She does. She closes her eyes, letting her hair fall forward, shielding her expression. I want to tell her she’s brave, or reckless, or that she makes things hard in a way I can’t afford. But instead, I reload the spreadsheet on my phone, jaw clenched so tightly it aches. We don’t speak for the next hour. She disappears into her room. During the silence, I check external camera feeds, cross-reference cell tower pings for anomalies, and call the local station to reconfirm their patrol schedule. Everything appears routine—no threats visible from outside.

At 1:09 PM, I find her in the hallway, barefoot, wrapping a threadbare cardigan around her torso. Her steps are soft, but she doesn’t tiptoe. She’s walking like someone who owns the house, not hiding from anything. She faces me square, blocking the narrow passage by the mudroom.

"Are you hungry?" she asks.

"Not right now."

"Can I make you coffee?"

I hesitate, but say yes, because I’d rather have this than silence.

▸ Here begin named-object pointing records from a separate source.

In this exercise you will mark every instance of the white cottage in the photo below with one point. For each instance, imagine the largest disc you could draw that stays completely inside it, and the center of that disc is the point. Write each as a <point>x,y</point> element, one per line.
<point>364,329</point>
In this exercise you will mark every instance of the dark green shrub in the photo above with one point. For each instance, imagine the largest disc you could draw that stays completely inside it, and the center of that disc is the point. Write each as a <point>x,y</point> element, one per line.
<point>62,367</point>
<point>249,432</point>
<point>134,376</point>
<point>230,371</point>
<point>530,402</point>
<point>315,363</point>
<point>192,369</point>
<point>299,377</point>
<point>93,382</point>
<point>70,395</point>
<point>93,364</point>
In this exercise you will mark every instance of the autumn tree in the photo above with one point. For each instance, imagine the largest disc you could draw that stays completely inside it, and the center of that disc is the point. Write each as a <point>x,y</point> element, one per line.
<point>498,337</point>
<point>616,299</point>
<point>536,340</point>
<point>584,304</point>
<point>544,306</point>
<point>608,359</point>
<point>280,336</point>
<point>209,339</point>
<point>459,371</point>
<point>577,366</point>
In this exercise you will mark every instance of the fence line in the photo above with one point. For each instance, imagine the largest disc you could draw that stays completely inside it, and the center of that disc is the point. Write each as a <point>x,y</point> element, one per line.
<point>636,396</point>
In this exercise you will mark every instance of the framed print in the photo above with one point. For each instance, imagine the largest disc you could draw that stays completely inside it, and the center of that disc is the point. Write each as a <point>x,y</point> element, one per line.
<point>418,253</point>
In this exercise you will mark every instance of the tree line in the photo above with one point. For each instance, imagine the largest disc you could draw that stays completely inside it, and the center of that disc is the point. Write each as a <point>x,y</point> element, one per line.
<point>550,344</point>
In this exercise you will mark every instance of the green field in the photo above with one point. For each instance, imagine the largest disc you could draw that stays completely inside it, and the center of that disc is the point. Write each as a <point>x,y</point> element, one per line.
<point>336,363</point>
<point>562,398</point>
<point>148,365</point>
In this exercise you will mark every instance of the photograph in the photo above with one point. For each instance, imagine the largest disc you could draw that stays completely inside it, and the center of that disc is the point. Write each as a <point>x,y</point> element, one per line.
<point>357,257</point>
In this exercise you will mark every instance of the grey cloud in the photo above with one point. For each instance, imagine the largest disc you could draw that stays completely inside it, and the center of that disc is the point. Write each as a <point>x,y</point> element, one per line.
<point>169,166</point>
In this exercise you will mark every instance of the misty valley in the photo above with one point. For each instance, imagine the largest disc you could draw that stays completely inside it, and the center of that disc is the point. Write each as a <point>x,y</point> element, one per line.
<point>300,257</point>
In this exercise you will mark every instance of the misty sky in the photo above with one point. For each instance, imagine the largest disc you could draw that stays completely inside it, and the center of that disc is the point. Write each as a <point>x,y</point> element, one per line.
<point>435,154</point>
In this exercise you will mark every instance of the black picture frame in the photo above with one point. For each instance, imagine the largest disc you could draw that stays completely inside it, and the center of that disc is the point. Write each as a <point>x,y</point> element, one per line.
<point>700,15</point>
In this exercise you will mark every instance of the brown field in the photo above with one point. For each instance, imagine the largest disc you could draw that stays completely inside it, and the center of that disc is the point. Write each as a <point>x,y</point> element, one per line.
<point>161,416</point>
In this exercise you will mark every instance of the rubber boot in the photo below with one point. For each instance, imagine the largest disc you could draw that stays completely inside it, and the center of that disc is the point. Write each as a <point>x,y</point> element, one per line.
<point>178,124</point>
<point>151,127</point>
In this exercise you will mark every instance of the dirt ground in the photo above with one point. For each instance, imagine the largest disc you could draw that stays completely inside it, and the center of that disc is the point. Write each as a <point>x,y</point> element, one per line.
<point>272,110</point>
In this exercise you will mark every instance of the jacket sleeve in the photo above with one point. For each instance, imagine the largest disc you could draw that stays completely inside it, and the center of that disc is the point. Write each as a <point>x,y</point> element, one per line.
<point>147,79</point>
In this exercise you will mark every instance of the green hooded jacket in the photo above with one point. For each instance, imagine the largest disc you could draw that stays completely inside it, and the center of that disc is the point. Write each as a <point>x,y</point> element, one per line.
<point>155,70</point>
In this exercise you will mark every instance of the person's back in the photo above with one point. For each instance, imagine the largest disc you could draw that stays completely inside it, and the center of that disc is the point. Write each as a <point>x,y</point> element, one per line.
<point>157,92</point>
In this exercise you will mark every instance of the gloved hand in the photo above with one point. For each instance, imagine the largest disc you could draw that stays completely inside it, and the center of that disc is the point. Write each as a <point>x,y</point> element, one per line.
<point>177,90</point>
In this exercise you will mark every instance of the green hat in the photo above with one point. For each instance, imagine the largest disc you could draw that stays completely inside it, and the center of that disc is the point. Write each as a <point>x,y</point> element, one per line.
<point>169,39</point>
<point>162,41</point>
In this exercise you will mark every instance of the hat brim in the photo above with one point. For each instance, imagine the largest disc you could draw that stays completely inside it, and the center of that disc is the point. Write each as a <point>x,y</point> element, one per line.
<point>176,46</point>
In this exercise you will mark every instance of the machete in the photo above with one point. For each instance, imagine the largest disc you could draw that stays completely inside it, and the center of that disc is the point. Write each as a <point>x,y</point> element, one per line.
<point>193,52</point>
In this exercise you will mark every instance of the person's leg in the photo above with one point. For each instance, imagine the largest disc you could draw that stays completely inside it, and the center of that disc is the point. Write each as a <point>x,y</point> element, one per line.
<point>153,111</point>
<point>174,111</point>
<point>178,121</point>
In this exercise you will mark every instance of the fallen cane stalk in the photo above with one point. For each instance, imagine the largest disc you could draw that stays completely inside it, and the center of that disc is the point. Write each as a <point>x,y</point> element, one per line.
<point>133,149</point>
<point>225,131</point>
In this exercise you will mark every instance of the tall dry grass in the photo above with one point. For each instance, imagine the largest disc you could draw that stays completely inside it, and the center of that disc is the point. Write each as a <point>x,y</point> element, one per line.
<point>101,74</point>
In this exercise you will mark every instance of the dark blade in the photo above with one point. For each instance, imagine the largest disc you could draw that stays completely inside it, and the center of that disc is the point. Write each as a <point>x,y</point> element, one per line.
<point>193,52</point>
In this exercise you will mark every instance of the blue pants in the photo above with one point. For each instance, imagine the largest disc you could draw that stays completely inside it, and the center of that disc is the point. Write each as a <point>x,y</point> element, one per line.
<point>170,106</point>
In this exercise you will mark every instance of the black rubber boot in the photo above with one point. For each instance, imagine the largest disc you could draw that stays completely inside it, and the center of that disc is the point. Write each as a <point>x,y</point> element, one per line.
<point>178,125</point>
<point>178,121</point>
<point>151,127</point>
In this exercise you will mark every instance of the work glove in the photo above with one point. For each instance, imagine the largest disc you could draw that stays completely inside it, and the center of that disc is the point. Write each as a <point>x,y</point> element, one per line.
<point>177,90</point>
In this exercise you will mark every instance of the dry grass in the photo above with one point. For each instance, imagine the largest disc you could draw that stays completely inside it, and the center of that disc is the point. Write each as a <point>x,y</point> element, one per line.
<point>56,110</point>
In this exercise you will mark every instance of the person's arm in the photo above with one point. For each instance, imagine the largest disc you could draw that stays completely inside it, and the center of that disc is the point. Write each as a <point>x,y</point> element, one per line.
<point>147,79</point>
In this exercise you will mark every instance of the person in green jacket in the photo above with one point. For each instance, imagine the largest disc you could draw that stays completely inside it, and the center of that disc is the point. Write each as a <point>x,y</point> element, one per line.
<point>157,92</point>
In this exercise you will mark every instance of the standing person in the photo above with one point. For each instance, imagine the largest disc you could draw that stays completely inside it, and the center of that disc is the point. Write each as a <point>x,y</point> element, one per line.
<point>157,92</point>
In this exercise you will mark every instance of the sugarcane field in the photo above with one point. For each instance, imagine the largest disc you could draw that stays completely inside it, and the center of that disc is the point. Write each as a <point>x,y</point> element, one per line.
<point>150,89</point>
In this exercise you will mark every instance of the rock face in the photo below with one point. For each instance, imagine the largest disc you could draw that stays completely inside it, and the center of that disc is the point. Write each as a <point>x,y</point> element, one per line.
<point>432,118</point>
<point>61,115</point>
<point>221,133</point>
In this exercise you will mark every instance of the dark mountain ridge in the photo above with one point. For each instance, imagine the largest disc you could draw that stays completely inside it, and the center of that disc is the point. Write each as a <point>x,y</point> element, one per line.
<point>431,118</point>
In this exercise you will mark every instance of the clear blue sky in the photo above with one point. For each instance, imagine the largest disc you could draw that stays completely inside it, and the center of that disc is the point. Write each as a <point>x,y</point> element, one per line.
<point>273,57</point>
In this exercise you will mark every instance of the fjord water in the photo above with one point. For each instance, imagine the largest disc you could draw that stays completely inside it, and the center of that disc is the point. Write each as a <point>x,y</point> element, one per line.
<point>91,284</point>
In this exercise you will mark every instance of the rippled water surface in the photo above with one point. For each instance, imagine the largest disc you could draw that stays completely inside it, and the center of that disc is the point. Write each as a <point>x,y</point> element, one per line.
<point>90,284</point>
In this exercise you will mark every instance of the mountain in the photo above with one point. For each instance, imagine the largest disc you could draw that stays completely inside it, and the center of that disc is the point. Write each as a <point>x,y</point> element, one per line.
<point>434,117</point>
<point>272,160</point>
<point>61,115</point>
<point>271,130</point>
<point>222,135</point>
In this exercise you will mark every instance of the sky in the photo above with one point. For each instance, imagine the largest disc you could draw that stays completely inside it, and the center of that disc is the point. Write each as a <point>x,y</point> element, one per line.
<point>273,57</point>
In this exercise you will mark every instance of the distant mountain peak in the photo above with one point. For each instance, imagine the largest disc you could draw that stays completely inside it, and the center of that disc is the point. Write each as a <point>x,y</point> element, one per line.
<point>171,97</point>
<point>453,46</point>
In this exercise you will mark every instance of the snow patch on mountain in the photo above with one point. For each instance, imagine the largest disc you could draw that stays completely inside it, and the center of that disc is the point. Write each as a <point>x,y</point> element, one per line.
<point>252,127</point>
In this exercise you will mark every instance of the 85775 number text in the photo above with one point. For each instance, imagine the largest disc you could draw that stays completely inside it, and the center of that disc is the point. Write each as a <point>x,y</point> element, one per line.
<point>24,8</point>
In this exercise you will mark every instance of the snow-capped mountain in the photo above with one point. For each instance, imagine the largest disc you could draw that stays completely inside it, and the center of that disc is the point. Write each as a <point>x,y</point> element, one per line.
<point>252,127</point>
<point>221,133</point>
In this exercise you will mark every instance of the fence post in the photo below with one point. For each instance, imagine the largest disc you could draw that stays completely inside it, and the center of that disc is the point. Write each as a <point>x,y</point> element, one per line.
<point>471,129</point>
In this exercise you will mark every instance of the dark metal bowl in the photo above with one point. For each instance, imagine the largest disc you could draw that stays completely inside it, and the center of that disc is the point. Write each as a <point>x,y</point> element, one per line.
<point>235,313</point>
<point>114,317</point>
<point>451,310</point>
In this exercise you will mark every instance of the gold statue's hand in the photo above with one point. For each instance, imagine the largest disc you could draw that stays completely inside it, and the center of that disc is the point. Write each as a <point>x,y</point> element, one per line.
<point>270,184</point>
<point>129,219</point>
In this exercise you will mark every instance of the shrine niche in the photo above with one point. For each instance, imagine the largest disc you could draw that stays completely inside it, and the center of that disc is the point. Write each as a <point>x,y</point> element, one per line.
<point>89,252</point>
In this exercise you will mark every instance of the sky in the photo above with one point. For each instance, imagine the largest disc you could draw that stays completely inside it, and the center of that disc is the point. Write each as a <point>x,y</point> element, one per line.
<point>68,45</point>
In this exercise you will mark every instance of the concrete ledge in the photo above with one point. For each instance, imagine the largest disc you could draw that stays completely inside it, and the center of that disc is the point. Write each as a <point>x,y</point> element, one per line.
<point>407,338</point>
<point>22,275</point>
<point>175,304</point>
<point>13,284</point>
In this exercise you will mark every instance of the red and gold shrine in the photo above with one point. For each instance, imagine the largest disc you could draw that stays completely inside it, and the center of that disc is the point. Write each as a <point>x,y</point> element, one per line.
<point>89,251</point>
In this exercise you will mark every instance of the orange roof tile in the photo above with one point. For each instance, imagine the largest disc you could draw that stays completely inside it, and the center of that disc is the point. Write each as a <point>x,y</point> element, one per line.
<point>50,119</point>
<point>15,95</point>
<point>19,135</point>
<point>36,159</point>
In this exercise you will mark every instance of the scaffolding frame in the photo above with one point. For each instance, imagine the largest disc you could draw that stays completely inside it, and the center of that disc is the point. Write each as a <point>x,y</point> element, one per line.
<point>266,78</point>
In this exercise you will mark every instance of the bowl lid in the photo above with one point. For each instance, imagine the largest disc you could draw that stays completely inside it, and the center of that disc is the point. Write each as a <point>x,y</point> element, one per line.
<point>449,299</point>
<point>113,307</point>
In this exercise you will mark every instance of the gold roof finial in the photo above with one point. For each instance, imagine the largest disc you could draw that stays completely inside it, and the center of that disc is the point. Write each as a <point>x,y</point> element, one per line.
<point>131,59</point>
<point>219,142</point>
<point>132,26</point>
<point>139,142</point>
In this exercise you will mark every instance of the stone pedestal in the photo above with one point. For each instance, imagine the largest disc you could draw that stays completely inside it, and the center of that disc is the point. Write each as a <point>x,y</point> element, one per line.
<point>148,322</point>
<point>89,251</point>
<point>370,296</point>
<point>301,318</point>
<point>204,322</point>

The kitchen is empty except for her. She moves with the drama of a ballet. All action compressed into fifteen square feet. She finds the canister. Scoops the grounds. Sets the kettle with methodical grace. Pours, waits, pours again. The colors in the room are sun-bleached, white, and gold. Everything else has faded. She nudges a mug toward me. Too hot. I let it cool. She sits across, cradling her own mug—no sugar, no milk, nothingto blunt the taste. Her hands aren’t shaking anymore. She says, "You know you don’t have to stay in the same room, right? You can trust the security system."

I stare at her and say, "The system’s only as good as its operator."

She grins, sharp and sudden. "I think you’re afraid of me.”

"Not afraid."

She leans forward, elbows on the table, a posture I have never seen her assume. She’s in my face, as close as the countertop allows. "What then?"

"That’s not relevant."

"It feels relevant to me." She pushes the mug aside, and her fingers drum a nervous line along the ceramic. "Are you always like this? Cold?"

I want to answer. But everything I’d say sounds like a confession. I look at her mouth. I think of last night—not the panic, but what came after. Her lips parted as she tried to find air. I know exactly how she’d taste: sweat, salt, adrenaline, and sleep. Human. She keeps her eyes on mine. Steady. When she speaks, it's a challenge thrown across the table. “I think you didn’t hate it.”

"Delilah—"

“You made me feel safe.” Delilah stands, rounds the table, and stops just shy of my chair. There’s a buffer of two feet between us. I stand, too, but she reaches out—deliberate, not desperate—her palm up, open invitation. She steps forward. I catch her by the wrist, pure reflex. The next move is hers, and she breaks every rule I’ve written. She steps forward and pulls me in—not hard, but unyielding—gravity, not violence. She raises the balls of her feet because our heights are so uneven that it’s almost comical.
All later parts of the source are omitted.